1. This is a petition for revision of an order of a learned Subordinate Judge refusing to amend a plaint. The plaintiff brought a suit for a declaration of his title in certain land of which he claimed to be in possession. The land wag described in Schedule Ka of the plaint and the plaintiff claimed a six anna interest therein. On one reading of the plaint it would appear that the plaintiff claimed an undivided six annas in the plots mentioned in the schedule. But we cannot overlook the fact that in the body of the plaint he claimed that he had been in exclusive possession of the six annas which had apparently been allotted to him on a partition. Being in exclusive possession of his share suggests that the six annas in the property mentioned in schedule Ka must have been demarcated and therefore his claim was to specific portions of each of the plots mentioned in the schedule.

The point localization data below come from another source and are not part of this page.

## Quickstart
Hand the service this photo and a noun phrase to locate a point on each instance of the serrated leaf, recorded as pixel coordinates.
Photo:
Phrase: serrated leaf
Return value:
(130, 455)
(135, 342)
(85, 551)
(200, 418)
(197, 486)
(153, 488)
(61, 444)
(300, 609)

2. As the case proceeded, the plaintiff realised that it would be necessary to amend the plaint in order to claim specific portions of the plots in question. The learned Subordinate Judge refused to grant the amendment asked for. He says that there is nothing in the plaint to show that the plaintiff possessed any demarcated portion of any of the plots of the suit land. That is true to some extent, but, as I have said, there is also a plea that the plaintiff was in exclusive possession of his share by cultivation and it is impossible to cultivate exclusively six annas of any property unless that share has been demarcated or separated from the remaining ten annas.
3. The learned Judge also points out that in evidence the plaintiff was very vague as to the properties he actually claimed. The learned Judge says that the demarcation now alleged must be regarded as illusory. In other words the learned Judge appears to think that if the plaint was amended and specific portions of each of the plots claimed, the plaintiff could never hope to establish his claim. That however is no ground whatsoever for refusing an amendment.

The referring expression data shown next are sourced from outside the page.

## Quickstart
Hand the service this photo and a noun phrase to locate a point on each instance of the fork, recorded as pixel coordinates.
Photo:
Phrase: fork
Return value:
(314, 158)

If the amendment is necessary to decide the real issue between the parties the amendment should be granted, even though the Court may think that the plaintiff or the defendant who seeks the amendment will not be able to establish the facts necessary to support the amendment plea or defence. It seems to me that as the case proceeded justice required that the plaintiff should be given leave to amend the schedule to his plaint so that the Court could decide the real issue in the case; that is whether or not the plaintiff was entitled to portions of these plots which he alleged he had possessed exclusively by cultivation. That being so, if we have power to interfere, I would be inclined in this case to set aside the order of the learned Subordinate Judge and direct him to allow the amendment.

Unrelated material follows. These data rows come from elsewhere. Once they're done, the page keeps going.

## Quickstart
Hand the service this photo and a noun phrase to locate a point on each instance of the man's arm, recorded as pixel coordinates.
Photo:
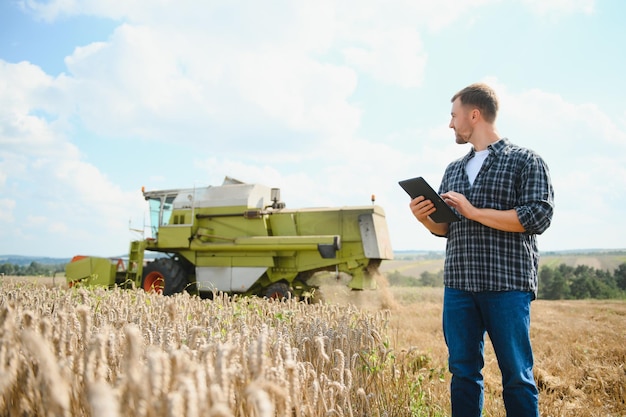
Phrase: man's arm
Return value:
(504, 220)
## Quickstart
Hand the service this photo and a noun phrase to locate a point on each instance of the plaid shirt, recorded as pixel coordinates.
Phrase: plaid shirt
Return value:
(479, 258)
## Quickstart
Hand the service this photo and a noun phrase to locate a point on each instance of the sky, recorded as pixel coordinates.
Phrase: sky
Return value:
(330, 101)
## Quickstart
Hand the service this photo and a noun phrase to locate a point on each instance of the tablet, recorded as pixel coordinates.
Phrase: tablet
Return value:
(418, 186)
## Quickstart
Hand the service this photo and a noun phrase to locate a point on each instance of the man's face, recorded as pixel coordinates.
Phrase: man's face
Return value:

4. It was, however, urged before us that we could not interfere under Section 115, Civil P. C. Whether an amendment should or should not be granted is a matter within the discretion of the Court and it is urged that this Court cannot interfere under Section 115, Civil P. C. with the exercise of such discretion.
5. The very point was considered by a Bench of this Court in Loke Nath v. Abani Nath : AIR1934Cal102 . This was a case decided before the Government of India Act, 1935. A Bench which decided the case held that there is no hard and fast rule that in no circumstances can a discretionary order by a Judicial officer be reviewed either under Section 115, Civil P. C. or under Section 107, Government of India Act or under the combined operation of both. The Bench further held that the Court could interfere where the lower Court had wrongly rejected an application to amend.
6. It might be suggested that the recent pronouncements of their Lordships of the Privy Council are not consistent with this case. But it must be observed that this case deals not only with Section 115, Civil P. C., but with Section 107, Government of India Act, 1919. Courts have held that under Section 107, Government of India Act, 1919, orders in the nature of orders in revision could in proper cases be made. Any right to make such orders however was expressly taken away by the Government of India Act, 1935, which limited the rights of superintendence to what I may describe as purely non-judicial matters. In the new Constitution however that limitation has been removed and the right of superintendence which this Court now has is practically the right it had under the Act of 1919. The position today, therefore, is precisely the same as it was when Loke Nath's case : AIR1934Cal102 was decided, and therefore, it appears to me that we must follow that decision as it is binding on us. We, therefore, must hold that we now can interfere, either under Section 115, Civil P. C. or under powers which we now possess under the new Constitution to superintend the lower Courts.
7. That being so, I would allow this application, set aside the order of the learned Subordinate Judge and remand the case to him, with the direction that he should allow the amendment of the plaint as prayed. An opportunity of course must be given to the defendants to file amended written statements and then the case will proceed.
8. The Rule is, therefore, made absolute in these terms, but in the circumstances I would direct that costs of this application be costs in the suit.